« L’une partie ira ruer[1] sur ce Grandgousier et ses gens. Par icelle sera de prime abordée[2] facilement déconfit. Là recouvrerez argent à tas, car le vilain a du comptant. Vilain, disons-nous, parce qu’un noble prince n’a jamais un sou. Thésauriser est fait de vilain.
« L’autre partie, cependant, tirera vers Aunis, Saintonge, Angoumois et Gascogne, ensemble Périgot[3], Médoc et Elanes[4]. Sans résistance prendront villes, châteaux et forteresses. À Bayonne, à Saint-Jean-de-Luc et Fontarabie, saisirez toutes les naufs[5], et côtoyant vers Galice et Portugal, pillerez tous les lieux maritimes jusques à Ulisbonne[6], où aurez renfort de tout équipage requis à un conquérant. Par le corbieu ! Espagne se rendra, car ce ne sont que madourrés[7] ! Vous passerez par l’étroit[8] de Sibyle et là érigerez deux colonnes plus magnifiques que celles d’Hercule à perpétuelle mémoire de votre nom, et sera nommé cetui détroit la mer Picrocholine.
« Passée la mer Picrocholine, voici Barberousse qui se rend votre esclave…
— Je, dit Picrochole, le prendrai à merci.
— Voire, dirent-ils, pourvu qu’il se fasse baptiser… Et oppugnerez[9] les royaumes de Tunic, d’Hippes, Argière[10], Bône, Corone, hardiment toute Barbarie. Passant outre, retiendrez en votre main Majorque, Minorque, Sardaigne, Corsique et autres îles de la mer Ligustique et Baléare.

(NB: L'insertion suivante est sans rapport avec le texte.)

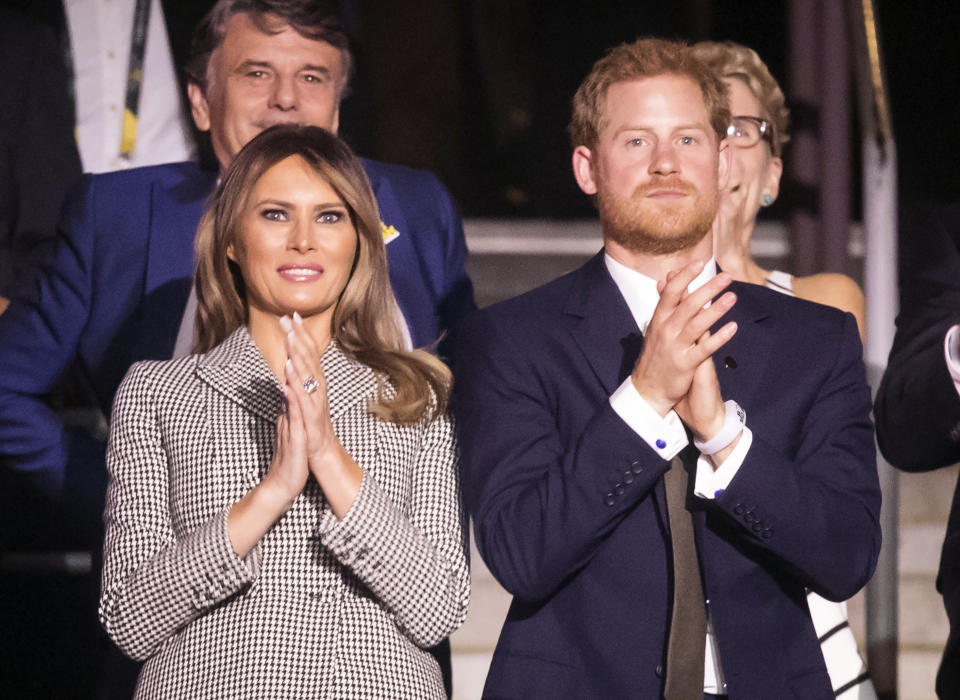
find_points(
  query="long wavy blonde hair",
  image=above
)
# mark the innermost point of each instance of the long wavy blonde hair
(365, 321)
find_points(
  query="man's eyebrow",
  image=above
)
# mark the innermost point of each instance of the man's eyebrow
(250, 63)
(316, 68)
(693, 126)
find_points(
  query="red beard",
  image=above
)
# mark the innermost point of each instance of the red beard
(647, 226)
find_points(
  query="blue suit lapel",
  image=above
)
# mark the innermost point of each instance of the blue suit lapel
(401, 256)
(742, 361)
(603, 327)
(174, 214)
(606, 334)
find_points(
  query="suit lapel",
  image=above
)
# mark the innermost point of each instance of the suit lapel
(741, 362)
(607, 335)
(603, 327)
(174, 215)
(237, 369)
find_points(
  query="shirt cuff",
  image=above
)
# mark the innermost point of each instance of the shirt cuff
(951, 355)
(709, 483)
(665, 434)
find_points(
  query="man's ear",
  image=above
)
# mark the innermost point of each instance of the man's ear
(199, 108)
(583, 169)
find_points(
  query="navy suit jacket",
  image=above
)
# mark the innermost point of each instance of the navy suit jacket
(917, 406)
(570, 513)
(115, 290)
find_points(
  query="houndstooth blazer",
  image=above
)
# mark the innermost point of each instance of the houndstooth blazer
(321, 608)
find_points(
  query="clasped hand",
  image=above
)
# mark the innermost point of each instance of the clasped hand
(306, 443)
(675, 369)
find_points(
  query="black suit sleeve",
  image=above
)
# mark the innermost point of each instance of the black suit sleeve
(917, 407)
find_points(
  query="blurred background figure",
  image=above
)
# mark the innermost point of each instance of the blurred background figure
(756, 138)
(758, 134)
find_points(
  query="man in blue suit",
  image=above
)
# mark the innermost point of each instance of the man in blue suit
(116, 289)
(641, 565)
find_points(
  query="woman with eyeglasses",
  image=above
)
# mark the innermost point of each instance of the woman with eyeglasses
(757, 136)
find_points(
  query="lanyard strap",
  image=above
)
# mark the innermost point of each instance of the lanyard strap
(131, 104)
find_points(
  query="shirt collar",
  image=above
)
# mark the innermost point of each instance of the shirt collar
(640, 291)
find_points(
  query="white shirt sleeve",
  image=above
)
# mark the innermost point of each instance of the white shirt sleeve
(950, 352)
(709, 483)
(665, 434)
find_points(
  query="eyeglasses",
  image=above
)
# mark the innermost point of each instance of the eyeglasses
(746, 132)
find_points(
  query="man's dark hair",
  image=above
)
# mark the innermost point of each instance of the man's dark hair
(312, 19)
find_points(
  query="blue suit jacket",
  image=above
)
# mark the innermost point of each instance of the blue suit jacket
(115, 290)
(917, 407)
(569, 508)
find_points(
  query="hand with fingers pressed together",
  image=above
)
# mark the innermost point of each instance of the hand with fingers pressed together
(304, 375)
(334, 469)
(675, 369)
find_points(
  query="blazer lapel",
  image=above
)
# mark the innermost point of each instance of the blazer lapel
(348, 381)
(237, 369)
(603, 327)
(741, 362)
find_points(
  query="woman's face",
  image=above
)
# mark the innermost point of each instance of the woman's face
(753, 169)
(296, 243)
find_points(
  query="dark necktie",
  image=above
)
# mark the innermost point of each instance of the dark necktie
(688, 624)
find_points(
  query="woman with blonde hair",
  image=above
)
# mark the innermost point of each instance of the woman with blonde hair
(756, 137)
(283, 517)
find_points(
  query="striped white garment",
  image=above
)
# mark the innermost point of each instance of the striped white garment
(848, 672)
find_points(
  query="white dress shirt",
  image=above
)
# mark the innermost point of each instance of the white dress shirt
(952, 354)
(640, 293)
(100, 33)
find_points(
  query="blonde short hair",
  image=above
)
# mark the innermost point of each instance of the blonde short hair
(731, 60)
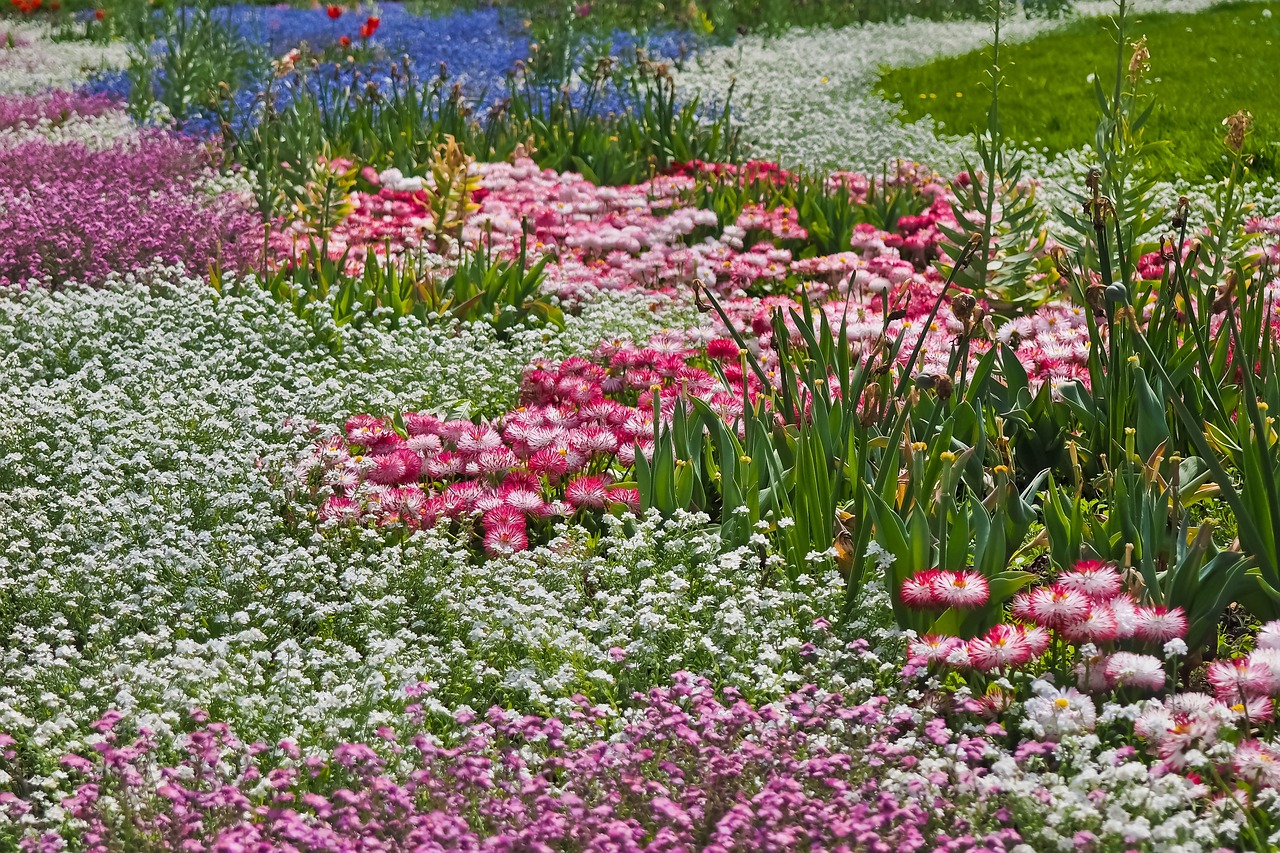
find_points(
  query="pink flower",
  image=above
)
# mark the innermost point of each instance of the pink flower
(586, 492)
(627, 497)
(339, 509)
(1258, 763)
(1093, 578)
(933, 647)
(1052, 606)
(918, 591)
(722, 349)
(960, 589)
(1100, 625)
(1240, 679)
(1160, 624)
(504, 532)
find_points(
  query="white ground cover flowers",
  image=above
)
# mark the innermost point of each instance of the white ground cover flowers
(781, 83)
(35, 62)
(147, 560)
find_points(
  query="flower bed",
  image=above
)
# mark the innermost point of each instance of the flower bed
(396, 491)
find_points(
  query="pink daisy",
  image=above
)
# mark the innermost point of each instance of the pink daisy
(1095, 579)
(1002, 647)
(960, 589)
(1055, 606)
(1258, 763)
(933, 647)
(918, 591)
(1240, 678)
(1098, 625)
(1143, 671)
(586, 492)
(1160, 624)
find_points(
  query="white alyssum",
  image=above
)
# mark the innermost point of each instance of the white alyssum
(151, 562)
(39, 63)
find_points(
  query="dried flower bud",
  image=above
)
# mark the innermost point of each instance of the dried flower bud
(1141, 60)
(1096, 296)
(871, 402)
(963, 305)
(942, 387)
(1237, 127)
(1180, 211)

« Côtoyant à gauche, dominerez toute la Gaule Narbonique, Provence et Allobroges, Gênes, Florence, Luques et à Dieu seas[11] Rome ! Le pauvre Monsieur du Pape meurt déjà de peur.
— Par ma foi, dit Picrochole, je ne lui baiserai jà sa pantoufle.
— Prise Italie, voilà Naples, Calabre, Apouille[12] et Sicile toutes à sac, et Malte avec. Je voudrais bien que les plaisants chevaliers jadis Rhodiens vous résistassent pour voir de leur urine !
— J’irais, dit Picrochole, volontiers à Lorette.
— Rien, rien, dirent-ils, ce sera au retour. De là prendrons Candie, Chypre, Rhodes et les îles Cyclades, et donnerons sur la Morée. Nous la tenons. Saint Treignan, Dieu gard’ Jérusalem ! car le Soudan n’est pas comparable à votre puissance.